Lyon, le 20 mai 2010

Quand j’étais gosse, le jeudi était un jour faste car nous n’avions pas école. En 2010, le jeudi au Périscope, c’est un jour désespérément creux qui nous fait accroire que le public jazz s’encroûte un peu, notamment en semaine. Certes l’horaire tardif des concerts (21 h 30) peut en rebuter légion. Mais est-ce à dire que la culture doit se plier aux impératifs de tous ordres qui pèsent sur nos tristes destins ?

Toujours est-il que le trio Sibiel était présent sur scène et, avec les quelques personnes assises dans la salle, la jauge est montée à 11. Il faut aimer la musique pour jouer dans de semblables conditions. Il faut croire à son art également et faire front avec abnégation. Théo Girard à la contrebasse, Jean-Philippe Feiss au violoncelle et David Potaux-Razel à la guitare ont joué. Merci.
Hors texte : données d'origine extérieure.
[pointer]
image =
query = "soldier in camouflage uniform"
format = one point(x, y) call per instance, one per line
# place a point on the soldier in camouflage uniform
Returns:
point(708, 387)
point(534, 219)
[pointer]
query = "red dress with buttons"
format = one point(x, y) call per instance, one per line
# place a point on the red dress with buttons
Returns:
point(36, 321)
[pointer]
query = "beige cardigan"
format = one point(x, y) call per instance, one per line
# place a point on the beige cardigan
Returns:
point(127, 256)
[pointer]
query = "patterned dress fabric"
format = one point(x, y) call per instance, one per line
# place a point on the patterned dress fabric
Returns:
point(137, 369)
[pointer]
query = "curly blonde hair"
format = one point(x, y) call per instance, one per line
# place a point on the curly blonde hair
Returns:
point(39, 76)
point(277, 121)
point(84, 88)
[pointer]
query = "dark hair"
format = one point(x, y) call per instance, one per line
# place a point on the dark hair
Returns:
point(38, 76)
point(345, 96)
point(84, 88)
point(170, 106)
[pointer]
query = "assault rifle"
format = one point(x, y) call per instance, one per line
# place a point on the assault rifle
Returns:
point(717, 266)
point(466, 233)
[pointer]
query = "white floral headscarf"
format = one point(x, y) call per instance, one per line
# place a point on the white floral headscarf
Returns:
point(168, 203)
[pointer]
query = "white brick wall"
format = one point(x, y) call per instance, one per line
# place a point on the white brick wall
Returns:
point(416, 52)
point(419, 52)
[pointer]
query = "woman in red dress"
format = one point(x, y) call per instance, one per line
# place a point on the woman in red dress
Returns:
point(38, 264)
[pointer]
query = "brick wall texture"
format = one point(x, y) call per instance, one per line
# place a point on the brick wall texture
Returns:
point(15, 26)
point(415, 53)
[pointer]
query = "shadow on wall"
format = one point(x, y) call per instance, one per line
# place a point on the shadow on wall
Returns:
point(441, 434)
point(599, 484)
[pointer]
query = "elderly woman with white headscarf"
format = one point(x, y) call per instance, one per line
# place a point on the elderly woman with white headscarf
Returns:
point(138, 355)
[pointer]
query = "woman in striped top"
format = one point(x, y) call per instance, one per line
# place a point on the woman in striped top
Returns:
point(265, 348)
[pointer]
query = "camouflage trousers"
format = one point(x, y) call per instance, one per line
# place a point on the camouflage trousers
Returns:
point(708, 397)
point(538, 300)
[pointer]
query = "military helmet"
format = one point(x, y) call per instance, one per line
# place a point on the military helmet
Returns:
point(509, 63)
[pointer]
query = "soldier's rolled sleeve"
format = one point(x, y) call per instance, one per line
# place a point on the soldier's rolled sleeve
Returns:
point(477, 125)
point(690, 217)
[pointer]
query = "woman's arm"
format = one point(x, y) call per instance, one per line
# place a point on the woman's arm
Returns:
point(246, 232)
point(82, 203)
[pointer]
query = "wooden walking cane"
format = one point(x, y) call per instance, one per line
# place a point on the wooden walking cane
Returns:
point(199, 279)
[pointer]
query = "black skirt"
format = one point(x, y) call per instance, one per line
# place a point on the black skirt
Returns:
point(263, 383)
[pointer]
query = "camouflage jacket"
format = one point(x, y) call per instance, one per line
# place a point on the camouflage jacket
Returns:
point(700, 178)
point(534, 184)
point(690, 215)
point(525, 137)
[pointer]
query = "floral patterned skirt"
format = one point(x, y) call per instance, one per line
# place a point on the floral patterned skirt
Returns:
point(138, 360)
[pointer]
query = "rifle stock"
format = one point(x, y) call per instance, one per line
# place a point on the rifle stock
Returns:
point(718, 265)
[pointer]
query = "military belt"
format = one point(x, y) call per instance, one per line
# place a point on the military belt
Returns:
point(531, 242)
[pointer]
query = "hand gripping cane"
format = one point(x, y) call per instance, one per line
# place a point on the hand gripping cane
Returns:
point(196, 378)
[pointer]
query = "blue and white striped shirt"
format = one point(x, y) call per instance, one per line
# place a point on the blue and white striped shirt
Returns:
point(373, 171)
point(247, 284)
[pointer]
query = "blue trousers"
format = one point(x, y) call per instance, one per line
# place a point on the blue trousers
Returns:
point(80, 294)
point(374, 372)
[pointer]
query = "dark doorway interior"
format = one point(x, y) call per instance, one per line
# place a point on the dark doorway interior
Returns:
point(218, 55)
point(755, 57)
L’univers sonore du groupe est à la recherche ce que Proust est au temps perdu. Il défend de brèves mélodies inscrites dans de longs développements entêtants où l’onirisme défie le réel. Acoustique contre électrique, mais alors tout contre, les flux sinuent entre des pôles encore à imaginer, dégagent des paysages a priori improbables. L’expérimental est ici un vecteur de conquête. Les espaces musicaux assemblés par le trio relèvent finalement de la topographie bocagère ; à l’évidence, l’unité de ton et les surprises qu’elle laisse entrevoir sont le fruit d’un travail de longue haleine. Les timbres embrassent un corpus sonore allant des accents les plus simples au bruitisme le plus élaboré. L’inaccoutumé est le résultat de cette recherche, il place Sibiel dans un chant original encore gestatif, ce qui par essence ne fait que préfigurer l’avenir.